Metabotropic glutamate receptor-mediated protection from glucose -induced oxidative injury in sensory neurons.

Abstract

The metabotropic glutamate receptors are G-protein coupled receptors with many cell signaling functions in the central and peripheral nervous systems. The type 3 metabotropic glutamate receptor (mGluR3) is particularly important to survival signaling, and has been implicated in a wide range of neurological disorders. Activating mGluR3 protects dorsal root ganglion neurons from glucose-induced oxidative injury by increasing antioxidant defenses. During hyperglycemia, oxidative injury and programmed cell death in dorsal root ganglion neurons underlies the formation and progression of diabetic sensory neuropathy. Using a rat embryo cell culture model of sensory neuropathy, the toxic effects of elevated glucose concentrations were examined in dorsal root ganglion neurons, and the neuroprotective potential of mGluR3-activating compounds was explored through 3 central hypotheses: (1) Does mGluR3 activation protect dorsal root ganglion neurons from glucose-induced cell death? (2) Does mGluR3 activation prevent glucose-induced oxidative injury? (3) Is mGluR3 neuroprotection mediated through increased glutathione antioxidant defense systems? Neurons exposed to excess glucose experienced oxidative damage, including reactive oxygen species accumulation, mitochondrial membrane depolarization, and programmed cell death. Initial experiments found that activating mGluR3 prevents oxidative damage, and that protection only occurs in neurons co-cultured with Schwann cells.

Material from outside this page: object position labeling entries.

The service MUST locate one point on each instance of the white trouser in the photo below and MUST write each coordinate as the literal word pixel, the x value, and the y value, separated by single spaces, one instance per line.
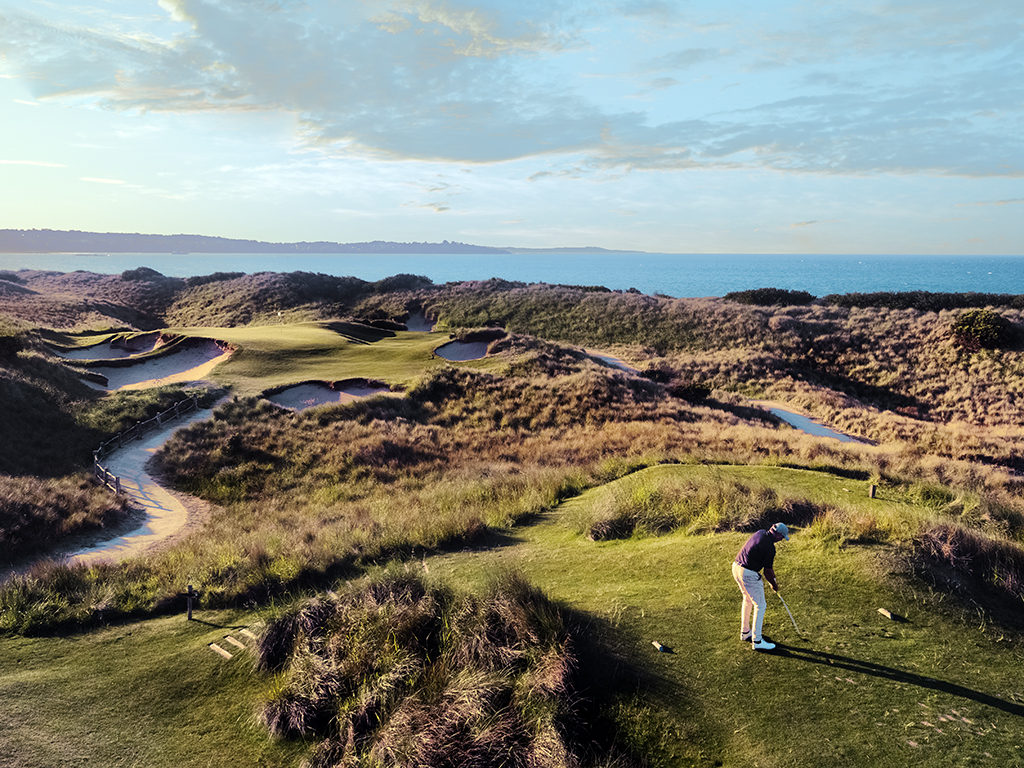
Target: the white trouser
pixel 754 598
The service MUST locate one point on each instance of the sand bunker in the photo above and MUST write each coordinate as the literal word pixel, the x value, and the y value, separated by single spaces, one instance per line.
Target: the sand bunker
pixel 459 351
pixel 192 363
pixel 110 350
pixel 420 323
pixel 312 393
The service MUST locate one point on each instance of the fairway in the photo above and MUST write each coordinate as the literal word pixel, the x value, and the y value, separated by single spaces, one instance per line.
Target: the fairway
pixel 928 690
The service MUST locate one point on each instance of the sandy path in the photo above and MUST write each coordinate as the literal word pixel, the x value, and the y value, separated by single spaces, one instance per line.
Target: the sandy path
pixel 609 359
pixel 166 512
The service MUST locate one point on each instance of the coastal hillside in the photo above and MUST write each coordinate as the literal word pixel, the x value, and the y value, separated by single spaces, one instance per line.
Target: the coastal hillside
pixel 489 518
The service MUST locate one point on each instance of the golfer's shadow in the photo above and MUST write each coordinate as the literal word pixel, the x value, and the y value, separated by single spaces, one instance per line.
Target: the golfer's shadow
pixel 899 676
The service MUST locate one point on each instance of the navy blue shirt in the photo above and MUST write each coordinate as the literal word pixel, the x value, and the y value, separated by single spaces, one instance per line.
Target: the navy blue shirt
pixel 759 552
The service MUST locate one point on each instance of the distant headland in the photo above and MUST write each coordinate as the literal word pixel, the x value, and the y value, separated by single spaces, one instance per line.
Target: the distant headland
pixel 62 241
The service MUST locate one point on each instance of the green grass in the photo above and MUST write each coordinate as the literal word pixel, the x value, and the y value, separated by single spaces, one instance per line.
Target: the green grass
pixel 274 355
pixel 147 693
pixel 856 694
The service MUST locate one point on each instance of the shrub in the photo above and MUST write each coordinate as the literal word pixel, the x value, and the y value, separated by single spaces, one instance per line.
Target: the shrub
pixel 981 329
pixel 142 273
pixel 770 296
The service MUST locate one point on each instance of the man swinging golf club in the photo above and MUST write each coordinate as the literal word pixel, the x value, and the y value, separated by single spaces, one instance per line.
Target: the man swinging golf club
pixel 757 555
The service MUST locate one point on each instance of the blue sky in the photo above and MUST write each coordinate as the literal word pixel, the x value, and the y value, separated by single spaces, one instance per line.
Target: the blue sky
pixel 893 126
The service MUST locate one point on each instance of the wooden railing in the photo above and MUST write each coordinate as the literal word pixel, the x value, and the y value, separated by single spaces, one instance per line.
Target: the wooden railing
pixel 134 432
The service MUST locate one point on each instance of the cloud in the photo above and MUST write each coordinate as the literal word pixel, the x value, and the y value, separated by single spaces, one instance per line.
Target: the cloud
pixel 932 87
pixel 1009 202
pixel 812 222
pixel 37 163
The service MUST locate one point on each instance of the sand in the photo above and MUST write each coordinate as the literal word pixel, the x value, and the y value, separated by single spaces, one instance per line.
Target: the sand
pixel 459 351
pixel 609 360
pixel 803 422
pixel 193 364
pixel 105 351
pixel 166 512
pixel 310 394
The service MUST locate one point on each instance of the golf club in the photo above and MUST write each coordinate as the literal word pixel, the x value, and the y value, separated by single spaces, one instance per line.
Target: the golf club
pixel 791 613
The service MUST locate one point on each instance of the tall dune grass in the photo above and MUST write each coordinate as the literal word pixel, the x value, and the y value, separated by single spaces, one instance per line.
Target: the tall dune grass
pixel 398 673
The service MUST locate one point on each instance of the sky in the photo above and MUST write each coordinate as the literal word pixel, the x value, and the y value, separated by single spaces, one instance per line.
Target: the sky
pixel 770 126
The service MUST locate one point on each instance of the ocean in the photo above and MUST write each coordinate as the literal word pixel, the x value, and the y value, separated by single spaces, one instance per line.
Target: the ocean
pixel 671 274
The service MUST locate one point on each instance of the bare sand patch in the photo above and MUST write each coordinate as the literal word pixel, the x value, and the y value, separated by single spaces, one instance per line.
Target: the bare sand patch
pixel 312 393
pixel 420 323
pixel 194 363
pixel 110 350
pixel 610 360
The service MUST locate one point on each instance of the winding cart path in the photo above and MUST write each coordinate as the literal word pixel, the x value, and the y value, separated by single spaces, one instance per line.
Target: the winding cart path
pixel 166 512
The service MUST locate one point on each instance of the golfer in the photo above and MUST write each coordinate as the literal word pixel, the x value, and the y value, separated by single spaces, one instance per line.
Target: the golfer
pixel 756 556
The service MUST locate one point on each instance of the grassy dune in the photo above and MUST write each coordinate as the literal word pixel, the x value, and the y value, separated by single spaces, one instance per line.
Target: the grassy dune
pixel 857 689
pixel 622 498
pixel 860 690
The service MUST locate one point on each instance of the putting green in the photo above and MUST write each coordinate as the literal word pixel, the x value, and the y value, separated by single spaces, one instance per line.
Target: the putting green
pixel 860 690
pixel 273 355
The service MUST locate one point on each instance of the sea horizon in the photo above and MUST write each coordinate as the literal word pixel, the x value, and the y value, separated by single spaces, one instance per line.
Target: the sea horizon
pixel 675 274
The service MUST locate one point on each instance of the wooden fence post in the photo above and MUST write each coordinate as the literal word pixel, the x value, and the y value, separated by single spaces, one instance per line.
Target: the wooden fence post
pixel 189 595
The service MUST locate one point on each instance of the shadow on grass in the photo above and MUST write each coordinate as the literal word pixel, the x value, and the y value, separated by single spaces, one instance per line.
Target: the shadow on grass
pixel 897 676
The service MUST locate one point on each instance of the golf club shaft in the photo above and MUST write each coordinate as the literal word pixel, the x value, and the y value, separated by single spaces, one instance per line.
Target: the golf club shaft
pixel 790 612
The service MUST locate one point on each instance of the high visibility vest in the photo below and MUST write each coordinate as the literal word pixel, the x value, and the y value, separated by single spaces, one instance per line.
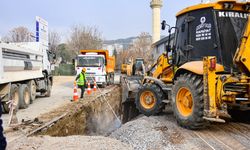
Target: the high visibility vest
pixel 81 79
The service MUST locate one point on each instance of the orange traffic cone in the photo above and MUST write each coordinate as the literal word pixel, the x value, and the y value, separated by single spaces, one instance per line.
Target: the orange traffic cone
pixel 89 89
pixel 94 89
pixel 75 96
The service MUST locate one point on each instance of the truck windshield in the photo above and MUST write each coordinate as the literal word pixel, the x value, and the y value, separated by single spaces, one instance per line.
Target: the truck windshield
pixel 90 61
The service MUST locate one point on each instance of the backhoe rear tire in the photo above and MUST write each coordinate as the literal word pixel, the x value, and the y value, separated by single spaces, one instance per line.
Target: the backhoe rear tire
pixel 188 103
pixel 149 100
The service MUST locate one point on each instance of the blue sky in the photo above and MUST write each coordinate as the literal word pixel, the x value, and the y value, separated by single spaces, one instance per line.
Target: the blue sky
pixel 114 18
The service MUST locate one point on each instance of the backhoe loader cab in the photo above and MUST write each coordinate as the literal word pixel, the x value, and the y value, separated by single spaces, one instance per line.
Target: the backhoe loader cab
pixel 210 30
pixel 208 77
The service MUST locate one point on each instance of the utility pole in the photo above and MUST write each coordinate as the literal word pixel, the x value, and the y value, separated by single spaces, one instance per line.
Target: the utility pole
pixel 156 19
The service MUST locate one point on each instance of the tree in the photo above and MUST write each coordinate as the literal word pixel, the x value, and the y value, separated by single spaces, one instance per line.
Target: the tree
pixel 83 37
pixel 19 34
pixel 141 47
pixel 54 40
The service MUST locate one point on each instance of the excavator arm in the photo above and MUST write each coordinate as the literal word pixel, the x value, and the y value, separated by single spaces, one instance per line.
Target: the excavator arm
pixel 242 55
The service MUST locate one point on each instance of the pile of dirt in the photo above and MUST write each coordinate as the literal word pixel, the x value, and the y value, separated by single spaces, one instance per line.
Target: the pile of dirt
pixel 69 143
pixel 89 117
pixel 147 133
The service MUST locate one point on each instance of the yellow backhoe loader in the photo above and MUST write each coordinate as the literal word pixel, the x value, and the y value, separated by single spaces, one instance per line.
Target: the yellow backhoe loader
pixel 205 74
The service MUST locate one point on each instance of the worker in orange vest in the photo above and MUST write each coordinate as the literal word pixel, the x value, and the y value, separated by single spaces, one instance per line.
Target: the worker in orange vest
pixel 81 81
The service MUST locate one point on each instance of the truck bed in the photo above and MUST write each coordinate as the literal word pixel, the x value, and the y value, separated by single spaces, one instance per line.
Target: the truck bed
pixel 18 63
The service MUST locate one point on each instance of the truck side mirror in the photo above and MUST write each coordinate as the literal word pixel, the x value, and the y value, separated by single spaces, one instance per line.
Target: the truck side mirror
pixel 54 56
pixel 73 62
pixel 163 25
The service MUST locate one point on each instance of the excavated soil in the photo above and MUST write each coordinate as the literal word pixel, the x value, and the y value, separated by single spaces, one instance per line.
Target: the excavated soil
pixel 92 116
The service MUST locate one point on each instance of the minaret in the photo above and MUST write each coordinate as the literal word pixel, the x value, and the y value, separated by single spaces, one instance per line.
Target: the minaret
pixel 156 21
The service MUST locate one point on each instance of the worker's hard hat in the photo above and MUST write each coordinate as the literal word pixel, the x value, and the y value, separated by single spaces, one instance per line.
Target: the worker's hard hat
pixel 83 69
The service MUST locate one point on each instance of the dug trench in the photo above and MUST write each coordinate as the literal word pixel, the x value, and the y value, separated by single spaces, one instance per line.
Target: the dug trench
pixel 96 115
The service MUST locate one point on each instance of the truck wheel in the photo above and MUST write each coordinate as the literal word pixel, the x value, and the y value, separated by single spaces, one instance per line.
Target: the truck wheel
pixel 239 115
pixel 32 90
pixel 149 100
pixel 48 93
pixel 188 105
pixel 24 96
pixel 14 95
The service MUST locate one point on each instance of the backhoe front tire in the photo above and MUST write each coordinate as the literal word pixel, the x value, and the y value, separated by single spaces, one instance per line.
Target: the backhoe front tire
pixel 149 100
pixel 188 103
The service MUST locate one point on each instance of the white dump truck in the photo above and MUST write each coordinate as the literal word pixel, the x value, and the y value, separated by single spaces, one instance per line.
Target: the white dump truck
pixel 25 70
pixel 99 64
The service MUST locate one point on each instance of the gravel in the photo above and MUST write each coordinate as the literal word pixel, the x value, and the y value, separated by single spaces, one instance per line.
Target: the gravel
pixel 68 143
pixel 144 133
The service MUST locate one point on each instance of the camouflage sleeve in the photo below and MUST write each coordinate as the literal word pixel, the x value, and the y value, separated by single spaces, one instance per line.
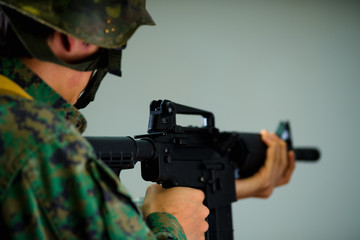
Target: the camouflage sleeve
pixel 58 190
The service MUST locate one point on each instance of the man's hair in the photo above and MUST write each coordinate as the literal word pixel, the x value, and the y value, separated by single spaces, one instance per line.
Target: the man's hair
pixel 10 44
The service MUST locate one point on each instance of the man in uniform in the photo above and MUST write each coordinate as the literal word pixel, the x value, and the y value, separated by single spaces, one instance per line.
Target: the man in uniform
pixel 51 184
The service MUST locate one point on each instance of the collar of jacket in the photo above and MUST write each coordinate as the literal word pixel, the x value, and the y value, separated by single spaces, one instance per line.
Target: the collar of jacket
pixel 14 69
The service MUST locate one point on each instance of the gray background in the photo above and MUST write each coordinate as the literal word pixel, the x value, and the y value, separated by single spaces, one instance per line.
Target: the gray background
pixel 253 63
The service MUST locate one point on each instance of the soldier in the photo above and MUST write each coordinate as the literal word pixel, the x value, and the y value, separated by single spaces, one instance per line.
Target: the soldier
pixel 51 184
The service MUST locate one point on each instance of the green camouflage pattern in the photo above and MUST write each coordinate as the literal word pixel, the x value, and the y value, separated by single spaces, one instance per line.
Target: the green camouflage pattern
pixel 106 23
pixel 51 184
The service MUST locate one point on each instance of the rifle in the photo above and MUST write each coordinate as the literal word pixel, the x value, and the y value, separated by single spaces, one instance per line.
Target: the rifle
pixel 198 157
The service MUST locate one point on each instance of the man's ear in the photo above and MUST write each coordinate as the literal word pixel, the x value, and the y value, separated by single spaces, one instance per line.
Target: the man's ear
pixel 70 49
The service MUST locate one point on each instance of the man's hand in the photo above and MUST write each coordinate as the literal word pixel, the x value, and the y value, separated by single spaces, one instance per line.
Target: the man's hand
pixel 186 204
pixel 276 171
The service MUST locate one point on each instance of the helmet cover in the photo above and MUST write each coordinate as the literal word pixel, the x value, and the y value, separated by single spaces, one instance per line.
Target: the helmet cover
pixel 106 23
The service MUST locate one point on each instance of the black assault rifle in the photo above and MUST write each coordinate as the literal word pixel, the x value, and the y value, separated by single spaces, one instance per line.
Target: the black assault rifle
pixel 198 157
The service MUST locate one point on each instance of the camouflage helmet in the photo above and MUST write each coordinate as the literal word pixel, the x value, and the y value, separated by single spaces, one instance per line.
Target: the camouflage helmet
pixel 106 23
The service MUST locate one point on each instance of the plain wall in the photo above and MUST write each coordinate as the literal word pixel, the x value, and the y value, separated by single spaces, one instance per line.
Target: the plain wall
pixel 253 63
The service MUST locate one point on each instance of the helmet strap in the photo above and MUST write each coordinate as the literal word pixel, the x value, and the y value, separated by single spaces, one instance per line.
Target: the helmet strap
pixel 104 61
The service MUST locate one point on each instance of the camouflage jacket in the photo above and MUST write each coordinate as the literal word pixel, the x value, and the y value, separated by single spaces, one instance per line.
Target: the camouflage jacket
pixel 51 184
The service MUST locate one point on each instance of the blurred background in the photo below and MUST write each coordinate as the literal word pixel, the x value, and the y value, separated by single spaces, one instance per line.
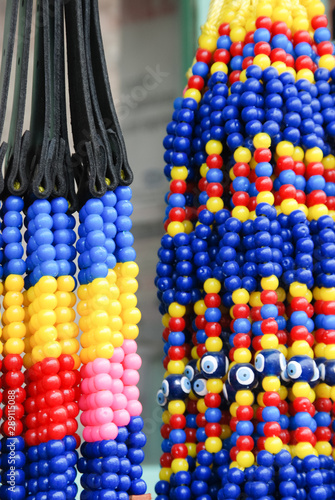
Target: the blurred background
pixel 149 46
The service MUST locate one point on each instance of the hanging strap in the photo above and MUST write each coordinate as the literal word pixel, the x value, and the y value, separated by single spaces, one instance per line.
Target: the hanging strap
pixel 101 88
pixel 16 178
pixel 90 159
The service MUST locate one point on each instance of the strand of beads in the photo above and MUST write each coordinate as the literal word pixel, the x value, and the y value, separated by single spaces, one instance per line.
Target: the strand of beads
pixel 13 334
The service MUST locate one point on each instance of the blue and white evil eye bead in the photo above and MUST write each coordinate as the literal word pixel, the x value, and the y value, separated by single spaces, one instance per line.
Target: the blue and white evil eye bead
pixel 199 386
pixel 270 362
pixel 243 376
pixel 302 369
pixel 214 364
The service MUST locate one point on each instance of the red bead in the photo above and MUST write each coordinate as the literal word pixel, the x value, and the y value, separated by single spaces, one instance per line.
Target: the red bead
pixel 242 340
pixel 245 443
pixel 287 191
pixel 166 460
pixel 214 189
pixel 196 82
pixel 244 412
pixel 213 429
pixel 319 22
pixel 278 55
pixel 177 421
pixel 221 55
pixel 303 434
pixel 240 199
pixel 179 450
pixel 279 28
pixel 224 29
pixel 203 55
pixel 271 398
pixel 271 429
pixel 213 329
pixel 178 186
pixel 165 431
pixel 212 400
pixel 236 48
pixel 264 184
pixel 262 48
pixel 12 362
pixel 214 161
pixel 269 297
pixel 264 22
pixel 262 154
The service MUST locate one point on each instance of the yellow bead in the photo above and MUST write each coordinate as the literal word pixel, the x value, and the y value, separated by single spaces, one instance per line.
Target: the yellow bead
pixel 176 310
pixel 165 474
pixel 213 147
pixel 13 346
pixel 214 385
pixel 242 355
pixel 179 173
pixel 304 449
pixel 175 228
pixel 240 296
pixel 301 389
pixel 244 398
pixel 214 204
pixel 213 444
pixel 265 197
pixel 241 213
pixel 288 206
pixel 176 406
pixel 65 283
pixel 327 61
pixel 269 341
pixel 200 307
pixel 207 42
pixel 273 445
pixel 270 283
pixel 255 299
pixel 219 66
pixel 237 34
pixel 262 60
pixel 214 344
pixel 212 285
pixel 14 283
pixel 271 383
pixel 233 408
pixel 242 155
pixel 305 74
pixel 245 458
pixel 176 367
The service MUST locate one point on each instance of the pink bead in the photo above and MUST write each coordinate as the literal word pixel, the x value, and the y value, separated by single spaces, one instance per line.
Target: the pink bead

Glial cells may facilitate synthesis of the antioxidant glutathione in neurons; subsequent experiments determined that activating mGluR3 increases glutathione concentration in both neurons and Schwann cells, and that protection requires glutathione synthesis. These results suggest that activating mGluR3 increases glutathione synthesis, thereby countering free radical production and glucose-induced oxidative damage in dorsal root ganglion neurons. Increasing endogenous antioxidant defenses in this manner is a potential therapeutic target for diabetic sensory neuropathy.